Devin Trubey Evergreen reporter

While history may be in the past, the Manuscripts, Archives and Special Collections department (MASC) works to keep it a part of our future.

MASC became the university’s record keeper starting in 1959 in the Terrell Library with one archivist, Mary Avery.

Department Head Trevor Bond came up with the idea for the current exhibit based on the common reading book “Being Wrong” by Kathryn Schulz, said Steve Bingo, a processing archivist. The exhibit features multiple mistakes made throughout history and includes features on misconceptions about gravity, animals and maps.

Other faculty members who create exhibits and collections include: Greg Matthews, cataloguer; Cheryl Gunselman, manuscripts librarian; and Mark O’English, university art director.

“Trevor, Cheryl and I had ideas in mind already, while Mark and Greg worked on broader themes, wanting to use our collection of books with various illustrations,” Bingo said. “I did the gravity section, It Shall Be Done, because I was into the map of Spokane and regional history, and I like the idea that successful ideas, like the Coulee Dam, come from multiple failures first.”

People can request exhibits, and the department will create them. Exhibits might change as often as every two to three months, or they could change two to three times a semester, Bingo said.

Besides working on exhibits, Bingo also puts together collections. Collections can be based on a specific person or culture. Bingo recalled one submission of sweatpants from a Japanese internment camp that contributed to the Japanese-American collection.

“What I love about my job is that a submission can vary from a pair of sweatpants to a postcard,” Bingo said.

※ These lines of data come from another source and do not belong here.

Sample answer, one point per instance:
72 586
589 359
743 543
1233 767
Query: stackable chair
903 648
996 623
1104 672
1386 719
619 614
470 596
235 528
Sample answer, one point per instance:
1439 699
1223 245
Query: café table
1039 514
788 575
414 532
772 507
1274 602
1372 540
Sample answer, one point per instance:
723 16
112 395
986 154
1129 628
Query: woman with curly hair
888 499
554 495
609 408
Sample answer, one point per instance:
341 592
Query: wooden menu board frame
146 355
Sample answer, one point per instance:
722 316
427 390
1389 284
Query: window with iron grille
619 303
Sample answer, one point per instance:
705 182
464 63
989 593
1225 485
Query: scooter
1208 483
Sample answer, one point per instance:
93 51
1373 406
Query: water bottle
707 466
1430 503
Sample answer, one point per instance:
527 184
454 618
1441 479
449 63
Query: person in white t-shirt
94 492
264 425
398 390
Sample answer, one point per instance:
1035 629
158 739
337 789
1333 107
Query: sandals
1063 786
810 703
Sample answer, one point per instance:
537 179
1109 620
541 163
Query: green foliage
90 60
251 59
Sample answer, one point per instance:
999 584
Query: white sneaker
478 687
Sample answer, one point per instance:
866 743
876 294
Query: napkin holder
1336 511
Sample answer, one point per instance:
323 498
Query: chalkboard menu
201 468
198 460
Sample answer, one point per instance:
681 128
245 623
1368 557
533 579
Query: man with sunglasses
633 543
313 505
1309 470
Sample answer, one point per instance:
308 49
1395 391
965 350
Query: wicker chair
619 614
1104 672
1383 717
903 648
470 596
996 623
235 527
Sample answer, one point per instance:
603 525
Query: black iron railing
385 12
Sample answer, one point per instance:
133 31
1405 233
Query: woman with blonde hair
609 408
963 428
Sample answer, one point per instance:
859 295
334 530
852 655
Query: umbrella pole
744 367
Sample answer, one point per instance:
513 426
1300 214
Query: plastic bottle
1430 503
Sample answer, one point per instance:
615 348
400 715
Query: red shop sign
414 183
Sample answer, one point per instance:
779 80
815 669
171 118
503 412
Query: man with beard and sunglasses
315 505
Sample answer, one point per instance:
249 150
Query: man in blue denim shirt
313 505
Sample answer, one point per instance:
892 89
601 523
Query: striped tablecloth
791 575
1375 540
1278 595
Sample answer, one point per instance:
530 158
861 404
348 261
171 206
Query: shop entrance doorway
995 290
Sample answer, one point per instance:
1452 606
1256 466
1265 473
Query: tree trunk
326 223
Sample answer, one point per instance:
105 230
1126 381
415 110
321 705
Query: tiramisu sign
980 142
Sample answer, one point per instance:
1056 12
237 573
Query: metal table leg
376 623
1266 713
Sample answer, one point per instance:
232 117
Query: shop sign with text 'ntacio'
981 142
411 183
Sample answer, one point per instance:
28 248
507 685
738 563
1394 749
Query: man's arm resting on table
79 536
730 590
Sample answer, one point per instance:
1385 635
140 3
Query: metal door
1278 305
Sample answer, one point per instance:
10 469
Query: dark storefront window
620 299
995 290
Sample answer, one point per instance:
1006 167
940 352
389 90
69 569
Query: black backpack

The main focuses of the collections are university and regional history. Anybody can submit artifacts to a collection, but it doesn’t necessarily mean they will be accepted. Most of the items the university receives are donations.

“A collection must be processed, categorized and that could take as little as one to eight hours, sometimes preservation work needs to be done too,” Bingo said. “A collection can range from one item to something as large as the Tom Foley Congressional section, which is the largest at 550 linear feet.”

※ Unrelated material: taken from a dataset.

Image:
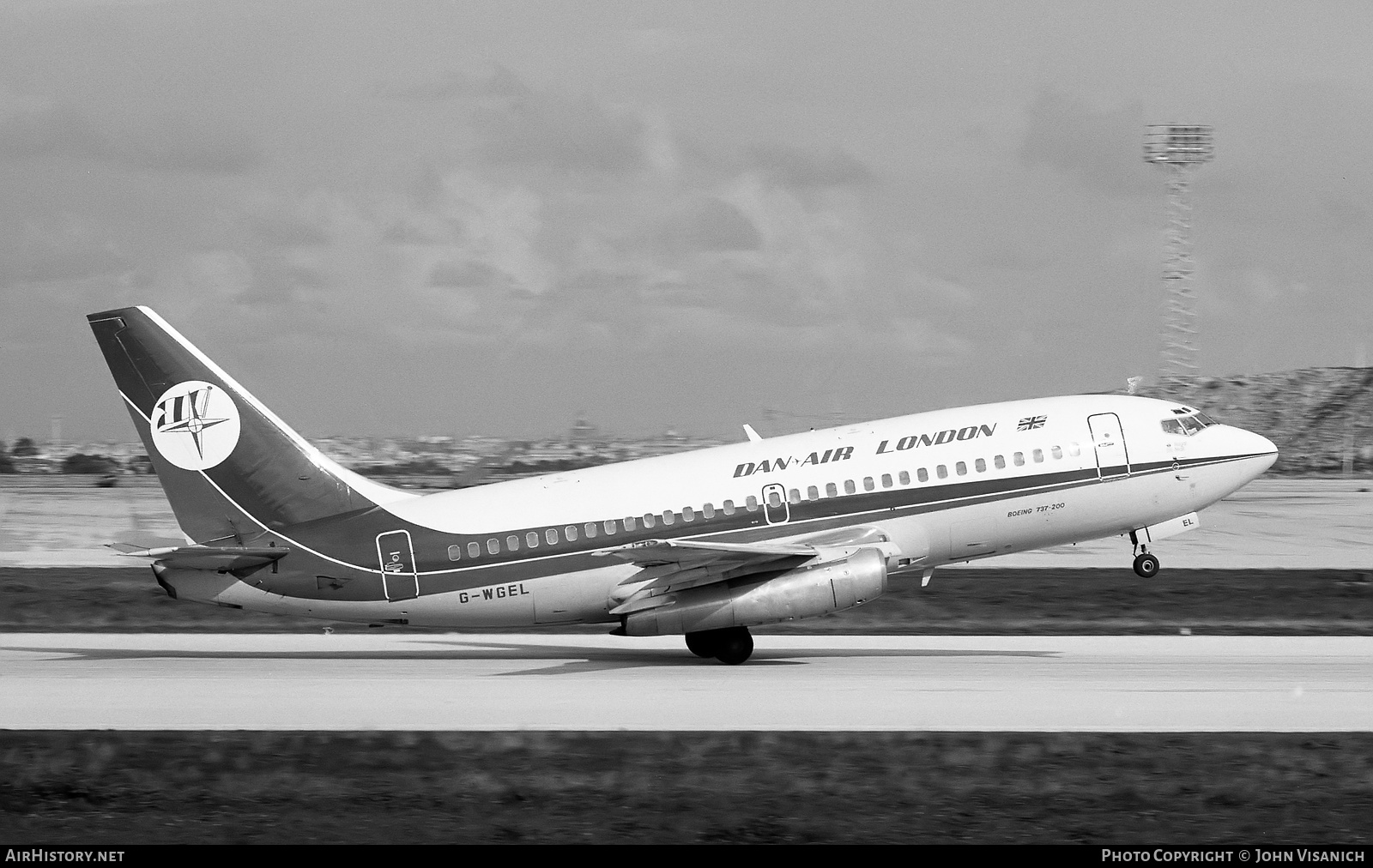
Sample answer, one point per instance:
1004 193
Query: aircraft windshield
1187 426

MASC is currently working on digitizing film and paper copies of Washington State University photos. O’English is heading up those projects.

“The idea to digitize football programs followed close on the heels of digitizing all the yearbooks,” O’English said. “The oldest program we have is from 1906.”

The items are scanned in with a Zeutschel scanner, an 8-foot tall machine with a glass tabletop 3 feet by 4 feet. It took three years to fundraise for the $125,000 machine, and it takes about 30 seconds to scan and then the file is converted to a PDF. A full year worth of material takes about 25-30 hours to scan, O’English said.

“We have done projects when people ask, like a researcher in Toronto found these old Native American newspapers that we didn’t even know we were in possession of, and because they were unique we scanned them,” O’English said.